About all I can add to this info--and it only applies to the bottom-pour pots--is that in addition to temperature of alloy and mold blocks, flow rate of alloy can influence results as well. I noted early on with the ladle that I got a LOT better "keeper percentage" than with the Lee bottom pour pots. The more you can make a bottom pour pot act like a ladle, the better your keeper rate will be. In other words, sometimes an adjustment of flow rate can make a cranky mold start acting right. Where this REALLY made a difference was in the RCBS 243-95 mold......I slowed flow rate down a bit, and got 90% keepers or better after everything got up to running temperature. This held true with Lyman #257420, too. I sure wish that all my molds would cast as nicely as the old Ideal #257312 (1-holer) I got recently. Not a vent line on the block face, either.

Willbird
09-14-2005, 12:46 PM
For Multiple cavity molds when they are being cranky I have found that direction of fill can make a big differance, IE front to back or back to front. Finding the way it likes can allow you some legroom to fine tune other parts of the equation that are also hindering the process. When the same mold is running smooth on all cylinders the direction of fill does not seem to matter as much.

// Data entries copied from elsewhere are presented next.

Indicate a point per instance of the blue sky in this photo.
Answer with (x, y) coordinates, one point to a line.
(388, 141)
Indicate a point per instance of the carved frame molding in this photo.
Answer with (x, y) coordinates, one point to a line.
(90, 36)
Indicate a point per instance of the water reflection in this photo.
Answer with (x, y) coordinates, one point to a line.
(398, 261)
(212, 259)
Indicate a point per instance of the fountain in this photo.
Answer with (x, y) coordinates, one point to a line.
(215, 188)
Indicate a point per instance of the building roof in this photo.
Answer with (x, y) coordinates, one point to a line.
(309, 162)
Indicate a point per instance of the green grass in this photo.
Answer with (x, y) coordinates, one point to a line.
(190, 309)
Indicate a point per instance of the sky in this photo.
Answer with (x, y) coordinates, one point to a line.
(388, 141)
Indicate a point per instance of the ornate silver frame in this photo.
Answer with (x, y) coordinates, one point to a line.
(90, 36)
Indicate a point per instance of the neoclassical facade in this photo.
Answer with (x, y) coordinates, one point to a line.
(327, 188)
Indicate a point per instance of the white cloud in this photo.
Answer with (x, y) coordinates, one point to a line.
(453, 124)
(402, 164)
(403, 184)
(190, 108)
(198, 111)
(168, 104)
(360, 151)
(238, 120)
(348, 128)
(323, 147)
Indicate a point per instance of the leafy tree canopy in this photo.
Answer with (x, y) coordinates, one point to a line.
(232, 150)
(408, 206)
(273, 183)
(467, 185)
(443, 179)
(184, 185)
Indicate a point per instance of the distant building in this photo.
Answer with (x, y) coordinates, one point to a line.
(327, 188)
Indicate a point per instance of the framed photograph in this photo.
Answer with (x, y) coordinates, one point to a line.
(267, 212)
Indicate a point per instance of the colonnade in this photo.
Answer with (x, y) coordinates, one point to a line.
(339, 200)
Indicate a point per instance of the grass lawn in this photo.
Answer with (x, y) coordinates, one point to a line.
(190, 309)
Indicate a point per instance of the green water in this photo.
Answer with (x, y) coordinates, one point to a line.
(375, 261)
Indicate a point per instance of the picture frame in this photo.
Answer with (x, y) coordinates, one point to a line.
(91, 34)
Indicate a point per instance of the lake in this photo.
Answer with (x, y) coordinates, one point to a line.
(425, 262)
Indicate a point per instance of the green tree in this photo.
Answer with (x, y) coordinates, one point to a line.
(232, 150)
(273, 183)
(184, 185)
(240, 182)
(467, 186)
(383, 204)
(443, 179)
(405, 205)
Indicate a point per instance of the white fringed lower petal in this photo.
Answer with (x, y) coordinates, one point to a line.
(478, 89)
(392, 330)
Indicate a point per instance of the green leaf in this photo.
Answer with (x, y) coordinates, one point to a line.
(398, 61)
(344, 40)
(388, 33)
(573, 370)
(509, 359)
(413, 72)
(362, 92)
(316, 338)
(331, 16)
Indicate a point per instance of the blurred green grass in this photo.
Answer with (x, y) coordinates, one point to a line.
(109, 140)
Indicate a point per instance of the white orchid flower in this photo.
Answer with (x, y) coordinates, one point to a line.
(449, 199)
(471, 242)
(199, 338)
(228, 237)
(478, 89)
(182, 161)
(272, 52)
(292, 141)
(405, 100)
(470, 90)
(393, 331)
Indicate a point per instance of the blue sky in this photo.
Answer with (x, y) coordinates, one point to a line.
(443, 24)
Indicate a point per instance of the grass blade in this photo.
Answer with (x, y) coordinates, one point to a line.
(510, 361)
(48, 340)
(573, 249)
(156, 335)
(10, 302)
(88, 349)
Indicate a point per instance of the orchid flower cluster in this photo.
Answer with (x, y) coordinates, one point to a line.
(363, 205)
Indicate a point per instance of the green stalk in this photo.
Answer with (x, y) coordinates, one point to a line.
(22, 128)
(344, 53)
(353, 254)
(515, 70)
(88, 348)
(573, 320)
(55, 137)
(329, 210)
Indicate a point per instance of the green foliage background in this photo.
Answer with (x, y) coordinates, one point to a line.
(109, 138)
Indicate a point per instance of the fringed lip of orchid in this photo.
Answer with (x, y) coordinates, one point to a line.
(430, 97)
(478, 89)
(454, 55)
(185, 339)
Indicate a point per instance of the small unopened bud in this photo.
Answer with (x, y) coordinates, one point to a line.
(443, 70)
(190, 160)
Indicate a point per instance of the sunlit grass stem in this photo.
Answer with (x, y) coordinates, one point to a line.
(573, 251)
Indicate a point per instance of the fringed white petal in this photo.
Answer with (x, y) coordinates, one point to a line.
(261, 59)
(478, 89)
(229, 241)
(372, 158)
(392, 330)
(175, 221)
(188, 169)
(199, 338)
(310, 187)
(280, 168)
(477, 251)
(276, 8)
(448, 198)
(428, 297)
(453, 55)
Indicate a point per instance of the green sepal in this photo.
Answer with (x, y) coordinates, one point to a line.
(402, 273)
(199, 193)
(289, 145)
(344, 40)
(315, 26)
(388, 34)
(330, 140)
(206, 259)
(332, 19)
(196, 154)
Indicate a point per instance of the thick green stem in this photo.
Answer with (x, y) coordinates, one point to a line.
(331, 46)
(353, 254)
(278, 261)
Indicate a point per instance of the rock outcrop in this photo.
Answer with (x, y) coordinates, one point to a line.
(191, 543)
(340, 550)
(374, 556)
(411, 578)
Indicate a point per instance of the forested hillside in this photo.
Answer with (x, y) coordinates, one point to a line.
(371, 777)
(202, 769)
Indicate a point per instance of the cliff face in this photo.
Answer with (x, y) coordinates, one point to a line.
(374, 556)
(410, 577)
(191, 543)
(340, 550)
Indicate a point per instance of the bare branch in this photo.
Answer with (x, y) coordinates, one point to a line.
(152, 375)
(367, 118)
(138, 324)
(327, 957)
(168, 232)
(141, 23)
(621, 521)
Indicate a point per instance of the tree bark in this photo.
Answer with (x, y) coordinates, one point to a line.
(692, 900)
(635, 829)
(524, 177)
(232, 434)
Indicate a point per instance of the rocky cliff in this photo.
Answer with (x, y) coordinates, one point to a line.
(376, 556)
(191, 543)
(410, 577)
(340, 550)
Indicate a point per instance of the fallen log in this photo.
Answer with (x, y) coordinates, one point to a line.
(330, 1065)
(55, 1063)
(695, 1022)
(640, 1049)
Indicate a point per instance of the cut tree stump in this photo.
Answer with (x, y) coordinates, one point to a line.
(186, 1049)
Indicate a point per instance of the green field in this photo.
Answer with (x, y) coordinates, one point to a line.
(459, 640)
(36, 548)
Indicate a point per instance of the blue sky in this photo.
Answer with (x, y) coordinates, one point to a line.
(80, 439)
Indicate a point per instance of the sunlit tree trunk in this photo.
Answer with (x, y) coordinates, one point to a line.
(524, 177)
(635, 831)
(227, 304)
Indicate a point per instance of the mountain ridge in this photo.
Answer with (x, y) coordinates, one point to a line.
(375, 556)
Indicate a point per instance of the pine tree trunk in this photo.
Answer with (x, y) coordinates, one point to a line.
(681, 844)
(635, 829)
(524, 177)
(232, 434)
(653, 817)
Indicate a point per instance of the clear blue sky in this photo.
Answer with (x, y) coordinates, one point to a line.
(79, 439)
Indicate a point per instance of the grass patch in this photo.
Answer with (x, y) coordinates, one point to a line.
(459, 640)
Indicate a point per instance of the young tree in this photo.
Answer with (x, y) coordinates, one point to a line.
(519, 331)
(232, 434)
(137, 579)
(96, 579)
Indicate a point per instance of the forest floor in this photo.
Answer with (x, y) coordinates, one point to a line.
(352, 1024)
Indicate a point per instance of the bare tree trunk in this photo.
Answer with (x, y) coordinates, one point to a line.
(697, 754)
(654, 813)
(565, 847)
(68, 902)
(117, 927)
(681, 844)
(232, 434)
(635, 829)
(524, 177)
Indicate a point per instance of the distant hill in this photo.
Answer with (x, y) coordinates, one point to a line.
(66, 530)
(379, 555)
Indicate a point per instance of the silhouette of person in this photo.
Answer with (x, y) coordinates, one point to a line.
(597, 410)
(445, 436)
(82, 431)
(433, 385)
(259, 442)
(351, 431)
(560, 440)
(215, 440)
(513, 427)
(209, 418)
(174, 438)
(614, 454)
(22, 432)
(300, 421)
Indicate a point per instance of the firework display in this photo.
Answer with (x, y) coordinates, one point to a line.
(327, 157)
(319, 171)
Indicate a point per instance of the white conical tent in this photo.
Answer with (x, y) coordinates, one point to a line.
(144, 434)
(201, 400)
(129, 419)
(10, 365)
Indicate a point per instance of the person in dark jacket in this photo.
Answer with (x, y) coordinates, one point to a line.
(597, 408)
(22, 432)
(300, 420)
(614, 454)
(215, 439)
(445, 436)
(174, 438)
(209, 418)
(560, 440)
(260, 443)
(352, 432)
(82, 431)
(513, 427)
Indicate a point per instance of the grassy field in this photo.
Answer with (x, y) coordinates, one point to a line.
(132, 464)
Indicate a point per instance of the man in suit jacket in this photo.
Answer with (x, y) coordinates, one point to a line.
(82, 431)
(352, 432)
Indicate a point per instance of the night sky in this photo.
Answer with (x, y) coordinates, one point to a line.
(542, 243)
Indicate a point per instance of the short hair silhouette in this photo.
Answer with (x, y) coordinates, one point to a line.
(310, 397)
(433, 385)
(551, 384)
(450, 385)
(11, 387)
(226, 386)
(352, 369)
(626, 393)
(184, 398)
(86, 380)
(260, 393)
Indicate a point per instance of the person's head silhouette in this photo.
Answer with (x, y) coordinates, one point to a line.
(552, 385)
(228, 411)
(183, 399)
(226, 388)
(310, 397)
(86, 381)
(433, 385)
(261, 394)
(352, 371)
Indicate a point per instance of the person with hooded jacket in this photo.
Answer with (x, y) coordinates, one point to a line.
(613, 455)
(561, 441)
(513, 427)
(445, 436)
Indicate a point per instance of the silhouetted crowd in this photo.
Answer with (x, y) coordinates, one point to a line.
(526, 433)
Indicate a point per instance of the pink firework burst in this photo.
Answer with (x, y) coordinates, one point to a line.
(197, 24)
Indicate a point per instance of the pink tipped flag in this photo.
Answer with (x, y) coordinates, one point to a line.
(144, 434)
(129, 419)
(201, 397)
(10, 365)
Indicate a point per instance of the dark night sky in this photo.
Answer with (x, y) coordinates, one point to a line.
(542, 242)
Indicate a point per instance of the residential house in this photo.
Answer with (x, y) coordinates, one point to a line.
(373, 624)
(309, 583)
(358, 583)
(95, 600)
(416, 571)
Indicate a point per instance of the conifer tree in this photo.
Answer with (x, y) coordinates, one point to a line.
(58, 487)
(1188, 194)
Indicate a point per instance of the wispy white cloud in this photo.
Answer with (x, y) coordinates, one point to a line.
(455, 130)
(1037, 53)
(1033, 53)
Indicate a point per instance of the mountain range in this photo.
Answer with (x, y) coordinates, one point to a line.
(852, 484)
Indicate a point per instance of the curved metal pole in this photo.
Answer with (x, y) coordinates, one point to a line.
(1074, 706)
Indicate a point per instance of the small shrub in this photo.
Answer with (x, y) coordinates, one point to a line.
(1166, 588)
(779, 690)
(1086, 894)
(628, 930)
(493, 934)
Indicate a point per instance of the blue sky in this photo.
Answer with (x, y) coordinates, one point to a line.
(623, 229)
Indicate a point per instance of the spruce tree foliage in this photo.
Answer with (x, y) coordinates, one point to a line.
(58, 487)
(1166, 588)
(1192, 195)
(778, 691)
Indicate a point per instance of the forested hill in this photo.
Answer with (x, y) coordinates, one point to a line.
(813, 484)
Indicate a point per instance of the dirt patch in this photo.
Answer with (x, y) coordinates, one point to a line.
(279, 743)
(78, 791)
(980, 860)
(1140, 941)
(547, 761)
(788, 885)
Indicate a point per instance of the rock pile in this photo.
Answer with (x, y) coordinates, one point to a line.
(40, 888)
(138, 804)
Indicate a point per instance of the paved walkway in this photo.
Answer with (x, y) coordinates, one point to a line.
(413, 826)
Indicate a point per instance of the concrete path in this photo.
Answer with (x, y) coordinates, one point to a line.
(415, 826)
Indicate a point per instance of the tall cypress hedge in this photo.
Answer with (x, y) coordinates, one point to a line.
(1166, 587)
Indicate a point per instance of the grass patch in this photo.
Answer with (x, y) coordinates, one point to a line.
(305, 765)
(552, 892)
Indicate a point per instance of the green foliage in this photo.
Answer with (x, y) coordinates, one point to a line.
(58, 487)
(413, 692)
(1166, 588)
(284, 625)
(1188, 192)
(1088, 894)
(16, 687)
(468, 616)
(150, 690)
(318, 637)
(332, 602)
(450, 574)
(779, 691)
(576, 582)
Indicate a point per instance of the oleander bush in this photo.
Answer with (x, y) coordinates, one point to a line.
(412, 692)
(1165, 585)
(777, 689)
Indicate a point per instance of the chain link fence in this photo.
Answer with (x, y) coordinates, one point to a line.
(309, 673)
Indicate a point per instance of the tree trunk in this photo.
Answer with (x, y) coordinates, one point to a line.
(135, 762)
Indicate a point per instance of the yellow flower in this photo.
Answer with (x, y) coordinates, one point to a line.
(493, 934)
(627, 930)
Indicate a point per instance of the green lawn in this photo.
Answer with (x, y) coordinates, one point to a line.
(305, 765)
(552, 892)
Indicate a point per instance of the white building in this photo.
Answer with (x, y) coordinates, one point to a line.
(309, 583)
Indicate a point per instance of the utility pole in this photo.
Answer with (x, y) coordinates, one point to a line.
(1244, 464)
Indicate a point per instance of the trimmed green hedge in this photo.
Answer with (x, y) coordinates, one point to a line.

Also some folks just may never have the knack to make a device purr.

Bullet casters are generally obsessive compulsive and anal retentive too, with a huge helping of packrat. That means we end up with a whole bunch of crap, but the turds are always perfectly lined up from smallest to largest, or vicey versa hehehehehe

Bill

JohnH
09-14-2005, 06:01 PM
Bullet casters are generally obsessive compulsive and anal retentive too, with a huge helping of packrat. That means we end up with a whole bunch of crap, but the turds are always perfectly lined up from smallest to largest, or vicey versa hehehehehe

Bill

Hehehehehe, Now Bill, Don't tell all our secrets...... The younger guys hanging out here might not be able to handle the full truth of their character yet. Ya have to let it reveal itself kinda slow over time till its so ingrained there ain't no escaping it. ;)

Bret4207
09-16-2005, 05:31 PM
I found when I went to a stainless steel pot my dross went way down. Also, despite Jumps prefrences, I'm happy with the 12 or 16 cup stainless pot and either the Coleman or the hot plate. The pot holds at least 20 or 25 lbs of lead and I have no problem maintaining temp. Of course I'm a dipper man and consider bottom pours tools of satan, so take that with a grain of saltpeter. I also tend to run at least 750 degrees if not more with WW+ tin. I cast pretty much as fast as I can and have found frosty boolits to be a prefrence over shiny ones in many cases. Some moulds need the dipper in contact with the sprue hole, most benifit from a gap of maybe 1-1 1/2" during the pour. My theory is the falling lead has more velocity to force itself into the nooks and crannys in the mould. Any balky moulds I've had worked when I turned the heat up and cast faster. Some work better with the cavity smoked, but don't bother with most of the mould prep solutions. They don't seem to work. Some bigger moulds, those long 240 grain 358's for instance, need the 1 lb Rowell ladle and a long steady pour over the sprue plate till things get toasty hot. Generally a hot clean mould will cast well for me. But there's a lot of moulds that are just cranky.